What Is a Retrievable Bridge Plug?
A retrievable bridge plug is a mechanical device set in the casing bore to temporarily seal off the wellbore below it, creating a pressure barrier that allows work to proceed safely in the wellbore above without fluid entry from the zone below, and that can be pulled out intact when the isolation is no longer needed. The retrievable plug anchors to the casing wall with hardened steel slips, seals the annular space with a compressed elastomeric packing element, and holds pressure differentially until the job above it is done. When retrieval is required, a pulling tool engages the plug's fishing neck, applies an upward load that releases the slips and decompresses the packing, and pulls the entire assembly to surface without drilling. This recoverability is what makes the retrievable plug preferable to a cement plug or permanent drillable plug in workover operations where the isolation is temporary: there is no drill-out trip, no debris to clean up, and no permanent restriction left in the casing. The plug goes down, does its job, and comes back up, leaving the wellbore in the same condition as before the operation.

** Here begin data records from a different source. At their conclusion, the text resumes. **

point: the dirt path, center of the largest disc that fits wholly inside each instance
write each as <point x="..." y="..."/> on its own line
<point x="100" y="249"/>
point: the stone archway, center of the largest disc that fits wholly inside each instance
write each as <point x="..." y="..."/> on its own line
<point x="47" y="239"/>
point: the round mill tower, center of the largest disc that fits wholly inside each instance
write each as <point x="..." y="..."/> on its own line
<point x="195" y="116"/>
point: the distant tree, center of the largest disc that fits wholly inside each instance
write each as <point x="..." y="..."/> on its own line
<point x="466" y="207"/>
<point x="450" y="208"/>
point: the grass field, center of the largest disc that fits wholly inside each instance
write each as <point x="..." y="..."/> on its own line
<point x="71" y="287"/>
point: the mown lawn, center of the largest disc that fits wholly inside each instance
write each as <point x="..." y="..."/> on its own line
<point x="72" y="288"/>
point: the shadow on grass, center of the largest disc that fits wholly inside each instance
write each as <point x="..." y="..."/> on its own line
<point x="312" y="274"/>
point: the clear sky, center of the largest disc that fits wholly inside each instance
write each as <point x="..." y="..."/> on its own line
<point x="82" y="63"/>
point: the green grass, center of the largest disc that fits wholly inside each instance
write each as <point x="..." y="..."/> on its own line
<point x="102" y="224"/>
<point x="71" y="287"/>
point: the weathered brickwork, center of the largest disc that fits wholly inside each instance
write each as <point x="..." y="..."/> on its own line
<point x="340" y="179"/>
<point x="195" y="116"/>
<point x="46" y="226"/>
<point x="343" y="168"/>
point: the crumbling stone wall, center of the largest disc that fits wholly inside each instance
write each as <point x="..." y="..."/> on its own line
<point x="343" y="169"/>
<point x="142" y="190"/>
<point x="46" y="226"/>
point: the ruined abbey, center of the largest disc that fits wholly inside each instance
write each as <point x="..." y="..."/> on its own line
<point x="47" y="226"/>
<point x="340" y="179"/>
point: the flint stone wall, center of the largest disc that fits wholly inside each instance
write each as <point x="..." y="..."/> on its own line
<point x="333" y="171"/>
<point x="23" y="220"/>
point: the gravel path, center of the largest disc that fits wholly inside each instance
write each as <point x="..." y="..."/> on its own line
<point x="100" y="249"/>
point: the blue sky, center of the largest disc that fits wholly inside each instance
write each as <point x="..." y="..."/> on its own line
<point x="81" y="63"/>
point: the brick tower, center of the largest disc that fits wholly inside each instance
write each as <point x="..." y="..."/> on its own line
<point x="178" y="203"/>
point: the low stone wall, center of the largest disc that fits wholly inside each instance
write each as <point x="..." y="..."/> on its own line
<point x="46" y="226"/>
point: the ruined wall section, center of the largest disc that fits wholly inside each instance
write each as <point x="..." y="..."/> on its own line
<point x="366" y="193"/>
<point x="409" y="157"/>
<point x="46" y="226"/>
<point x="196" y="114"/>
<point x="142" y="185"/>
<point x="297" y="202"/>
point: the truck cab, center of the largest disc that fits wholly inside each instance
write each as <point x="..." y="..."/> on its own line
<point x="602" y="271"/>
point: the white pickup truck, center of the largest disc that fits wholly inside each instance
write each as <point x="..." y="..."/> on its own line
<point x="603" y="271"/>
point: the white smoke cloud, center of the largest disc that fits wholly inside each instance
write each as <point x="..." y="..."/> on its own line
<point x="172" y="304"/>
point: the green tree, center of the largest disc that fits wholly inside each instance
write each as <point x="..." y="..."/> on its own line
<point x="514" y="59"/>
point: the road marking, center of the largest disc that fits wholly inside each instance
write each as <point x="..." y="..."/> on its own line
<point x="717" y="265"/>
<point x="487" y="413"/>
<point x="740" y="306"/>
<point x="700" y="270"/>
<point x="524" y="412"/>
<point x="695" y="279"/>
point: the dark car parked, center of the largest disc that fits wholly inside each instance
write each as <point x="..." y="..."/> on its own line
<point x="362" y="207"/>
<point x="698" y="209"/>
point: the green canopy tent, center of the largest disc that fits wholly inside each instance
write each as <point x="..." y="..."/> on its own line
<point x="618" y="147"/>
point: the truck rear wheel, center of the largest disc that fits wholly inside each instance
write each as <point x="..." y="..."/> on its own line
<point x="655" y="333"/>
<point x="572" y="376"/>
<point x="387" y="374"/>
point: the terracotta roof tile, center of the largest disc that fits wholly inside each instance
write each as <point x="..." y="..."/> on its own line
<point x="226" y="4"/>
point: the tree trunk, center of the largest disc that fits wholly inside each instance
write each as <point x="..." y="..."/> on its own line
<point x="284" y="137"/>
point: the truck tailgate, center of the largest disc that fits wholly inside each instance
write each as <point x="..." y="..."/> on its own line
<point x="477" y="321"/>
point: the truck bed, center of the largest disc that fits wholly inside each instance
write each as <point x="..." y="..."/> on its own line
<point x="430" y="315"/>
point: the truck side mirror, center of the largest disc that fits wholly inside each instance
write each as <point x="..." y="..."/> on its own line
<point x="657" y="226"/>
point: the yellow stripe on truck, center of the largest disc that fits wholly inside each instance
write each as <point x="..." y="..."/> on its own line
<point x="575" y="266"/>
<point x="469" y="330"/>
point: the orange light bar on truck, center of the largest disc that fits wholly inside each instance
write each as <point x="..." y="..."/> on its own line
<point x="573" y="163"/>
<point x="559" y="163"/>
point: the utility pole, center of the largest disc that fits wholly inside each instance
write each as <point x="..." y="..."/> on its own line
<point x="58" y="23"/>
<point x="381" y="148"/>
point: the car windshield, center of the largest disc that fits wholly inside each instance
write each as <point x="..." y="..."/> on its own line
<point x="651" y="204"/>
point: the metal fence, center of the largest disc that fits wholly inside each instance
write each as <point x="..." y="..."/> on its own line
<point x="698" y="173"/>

Synonyms and Related Terminology
Retrievable bridge plug is also called a packer bridge plug, retrievable packer, or simply a bridge plug (when context makes the retrievable nature clear). Related terms include bridge plug (any downhole device set across the casing bore to create a mechanical pressure barrier between the wellbore above and the formation or completion interval below, available in retrievable designs that can be pulled intact and in permanent or drillable designs that must be milled out after use), setting tool (the downhole assembly run above the bridge plug on wireline, slickline, or coiled tubing that provides the mechanical energy to compress the packing element and set the anchoring slips against the casing wall, using explosive, hydraulic, or mechanical energy sources depending on the plug design), packer mill (a downhole milling tool run on coiled tubing or workover drillpipe to drill through a stuck or permanently set bridge plug or packer that cannot be retrieved by pulling, removing the obstacle by mechanical cutting rather than mechanical release), differential pressure (the difference between the pressure above and below the bridge plug, which the plug must hold across its packing element and slip system to maintain zone isolation, with the plug's pressure rating specifying the maximum differential it can safely contain without leaking or displacement), and isolation packer (a packer device set in the casing or wellbore to isolate one zone from another by anchoring to the tubular wall and compressing a sealing element against it, functioning similarly to a bridge plug but typically used in the context of production tubing isolation between two perforated intervals rather than full wellbore isolation).